Gabriela Lery: Quando se é mulher e se deseja trabalhar com música, percebo que o maior desafio está em conquistar reconhecimento. 

Sempre que vamos tocar em eventos ou gravar em estúdios, sabemos que provavelmente vamos encontrar uma equipe técnica formada por homens cis – e esses homens costumam partir do pressuposto de que sabem mais do que nós. Muitas vezes, eles vão pensar que nós não somos capazes de afinar as nossas guitarras, trocar os pratos das nossas baterias, timbrar os nossos amplificadores de baixo. 

Esses espaços nos foram negados por tanto tempo que, hoje, quando os ocupamos, a sensação é de que precisamos provar constantemente que temos condições de estar ali. E, para que isso seja enxergado, minha impressão é de que precisamos ser ótimas sempre. A mediocridade é um privilégio dos homens. 

Essa luta por reconhecimento ainda é uma barreira que se refaz a cada novo lugar que chegamos; mas, quanto mais a enfrentarmos, quanto mais chegarmos a esses lugares e ocuparmos as nossas cenas, penso que ela pode, pouco a pouco, se mostrar vã.

Quais são os seus principais trabalhos?

Gabriela Lery: Artisticamente, me dedico hoje à minha carreira solo e à banda As Aventuras, que integro como contrabaixista. Também trabalho nas escolas de música EArte e Piano & Cia., além de dar aulas particulares de violão, teoria e percepção musical, técnica vocal e composição de canção. 

Neste ano, também participei da criação da Corda Solta, produtora cultural formada por mulheres, que se dedica a criar experiências musicais plurais.

Quais são as suas perspectivas em relação à música depois da pandemia?

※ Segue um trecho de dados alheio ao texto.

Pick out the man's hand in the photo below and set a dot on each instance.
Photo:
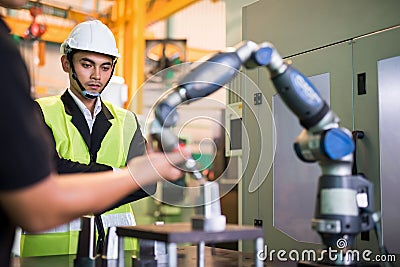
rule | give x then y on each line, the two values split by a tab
155	166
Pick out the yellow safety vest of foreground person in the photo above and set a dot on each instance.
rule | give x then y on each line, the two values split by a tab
70	145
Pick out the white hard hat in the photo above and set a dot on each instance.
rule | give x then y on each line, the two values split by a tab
91	36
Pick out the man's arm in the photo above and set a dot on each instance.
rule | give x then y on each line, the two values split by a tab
58	199
137	148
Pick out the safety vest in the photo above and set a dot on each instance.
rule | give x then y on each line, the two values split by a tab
71	145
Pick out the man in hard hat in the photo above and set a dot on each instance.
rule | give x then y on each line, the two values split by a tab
90	134
32	194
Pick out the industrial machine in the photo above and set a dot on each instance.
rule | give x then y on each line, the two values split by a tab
344	204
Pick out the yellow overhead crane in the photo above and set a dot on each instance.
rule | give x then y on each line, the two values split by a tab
128	20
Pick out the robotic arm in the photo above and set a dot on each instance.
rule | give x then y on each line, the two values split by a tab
344	201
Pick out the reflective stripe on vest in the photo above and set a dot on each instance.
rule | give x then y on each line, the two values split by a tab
71	145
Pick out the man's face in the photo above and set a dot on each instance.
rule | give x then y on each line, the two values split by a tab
93	71
13	3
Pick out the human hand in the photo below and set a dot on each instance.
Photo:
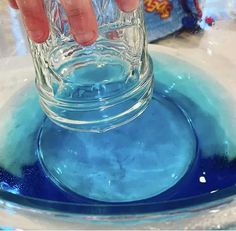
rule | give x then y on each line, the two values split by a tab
80	13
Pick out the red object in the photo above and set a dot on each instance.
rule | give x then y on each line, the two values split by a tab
209	21
198	8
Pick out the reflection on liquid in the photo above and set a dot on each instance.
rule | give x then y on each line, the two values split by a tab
12	38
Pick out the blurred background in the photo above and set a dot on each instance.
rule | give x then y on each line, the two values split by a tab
13	40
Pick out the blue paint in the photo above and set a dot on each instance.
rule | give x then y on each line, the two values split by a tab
213	170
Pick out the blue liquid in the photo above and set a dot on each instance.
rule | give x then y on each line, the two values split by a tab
213	170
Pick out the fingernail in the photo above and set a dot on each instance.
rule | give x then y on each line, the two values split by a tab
86	39
129	6
38	36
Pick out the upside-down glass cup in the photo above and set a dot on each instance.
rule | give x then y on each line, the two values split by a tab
97	87
89	91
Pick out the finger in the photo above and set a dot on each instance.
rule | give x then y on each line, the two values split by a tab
82	20
128	5
35	19
13	4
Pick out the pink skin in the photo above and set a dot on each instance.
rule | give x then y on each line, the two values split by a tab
80	13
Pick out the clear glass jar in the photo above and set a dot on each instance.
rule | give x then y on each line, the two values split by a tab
97	87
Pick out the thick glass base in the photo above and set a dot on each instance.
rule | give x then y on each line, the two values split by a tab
133	162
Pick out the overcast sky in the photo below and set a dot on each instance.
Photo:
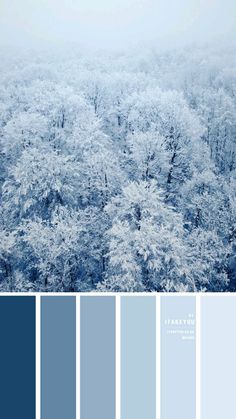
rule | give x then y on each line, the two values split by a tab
115	23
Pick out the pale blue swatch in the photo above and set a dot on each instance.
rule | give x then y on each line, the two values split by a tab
218	353
178	358
58	357
97	357
138	358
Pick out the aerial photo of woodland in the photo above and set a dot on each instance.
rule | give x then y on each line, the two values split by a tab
118	169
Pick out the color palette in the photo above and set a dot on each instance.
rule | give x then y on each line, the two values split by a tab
58	357
138	357
97	357
117	357
178	358
17	357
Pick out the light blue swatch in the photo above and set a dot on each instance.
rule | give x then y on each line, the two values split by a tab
218	353
178	358
58	357
138	358
97	357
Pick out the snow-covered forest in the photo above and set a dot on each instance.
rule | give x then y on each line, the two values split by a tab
118	171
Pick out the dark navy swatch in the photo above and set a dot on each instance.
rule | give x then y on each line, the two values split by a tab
17	357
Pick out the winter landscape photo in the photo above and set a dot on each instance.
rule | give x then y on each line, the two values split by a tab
118	146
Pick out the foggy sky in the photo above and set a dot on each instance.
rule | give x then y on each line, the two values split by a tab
115	23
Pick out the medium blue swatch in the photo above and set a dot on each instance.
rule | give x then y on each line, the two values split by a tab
58	357
138	357
17	357
218	352
97	362
178	358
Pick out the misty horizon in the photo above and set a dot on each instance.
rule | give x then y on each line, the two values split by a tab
116	25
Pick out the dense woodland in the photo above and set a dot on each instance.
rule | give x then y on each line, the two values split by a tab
118	171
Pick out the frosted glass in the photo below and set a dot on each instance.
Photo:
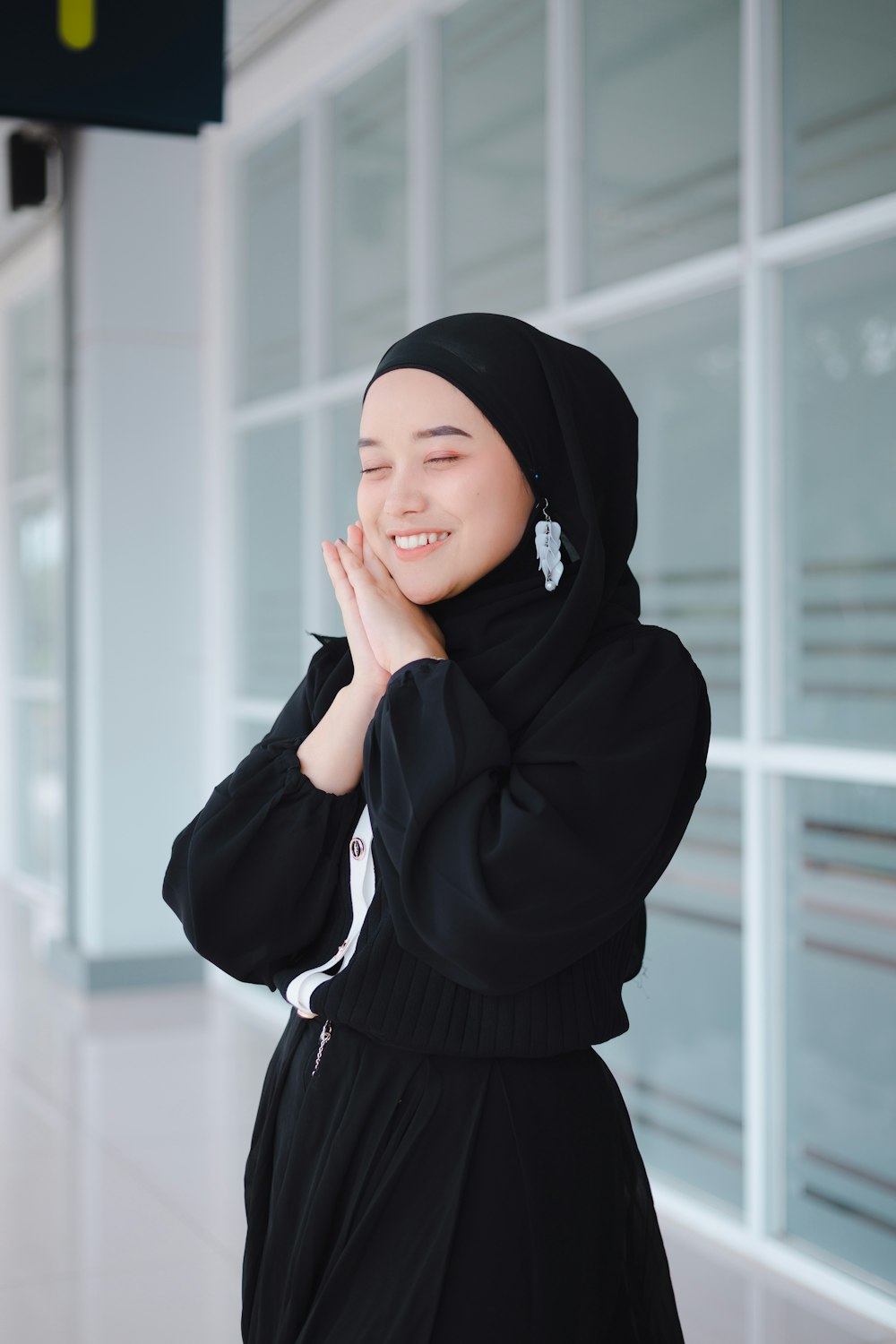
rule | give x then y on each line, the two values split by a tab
680	368
39	801
661	116
680	1062
370	214
841	1011
269	308
34	387
839	104
38	589
271	508
493	212
840	488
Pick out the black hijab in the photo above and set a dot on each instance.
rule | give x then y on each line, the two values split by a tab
575	435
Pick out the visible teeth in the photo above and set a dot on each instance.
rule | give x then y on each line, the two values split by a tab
408	543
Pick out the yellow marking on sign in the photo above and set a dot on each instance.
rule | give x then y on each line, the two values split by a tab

Gabriela Lery: Eu torço por uma valorização dos shows, dos encontros, das oportunidades de se fazer música num mesmo espaço-tempo. Por outro lado, acho que as transmissões ao vivo podem ter vindo pra ficar, e que a gente talvez continue a consumir shows nesse formato também. 

Quanto à produção musical, me parece que a pandemia reforçou ainda mais a noção de que música pode sim ser feita em casa, com equipamentos simples e acessíveis. Eu mesma gravei um disco inteiro dessa forma. 

 

Além disso, fico com a impressão de que as pessoas têm entendido cada vez mais a importância não só da música, mas de todas as artes nas suas vidas. E essa combinação de dar autonomia às pessoas artistas e educar o público quanto à relevância do produto artístico me parece bastante promissora tanto em termos criativos, quanto em termos de mercado.

Mulheres na música e a Sapatista

Nós da Sapatista sempre buscamos valorizar o trabalho das mulheres em diversas áreas, inclusive na música. E foi buscando esse propósito que surgiu o Sapatista ao vivo, um evento que acontece a cada quinze dias, sempre às segundas-feiras às 20h, através de lives pela plataforma do Instagram, que se propõe a convidar mulheres para um super bate-papo sobre temas variados, mas especialmente mulheres na música. Vocês podem conferir através do nosso canal no IGTV todas as nossas lives, inclusive as duas edições com a Gabriela Lery.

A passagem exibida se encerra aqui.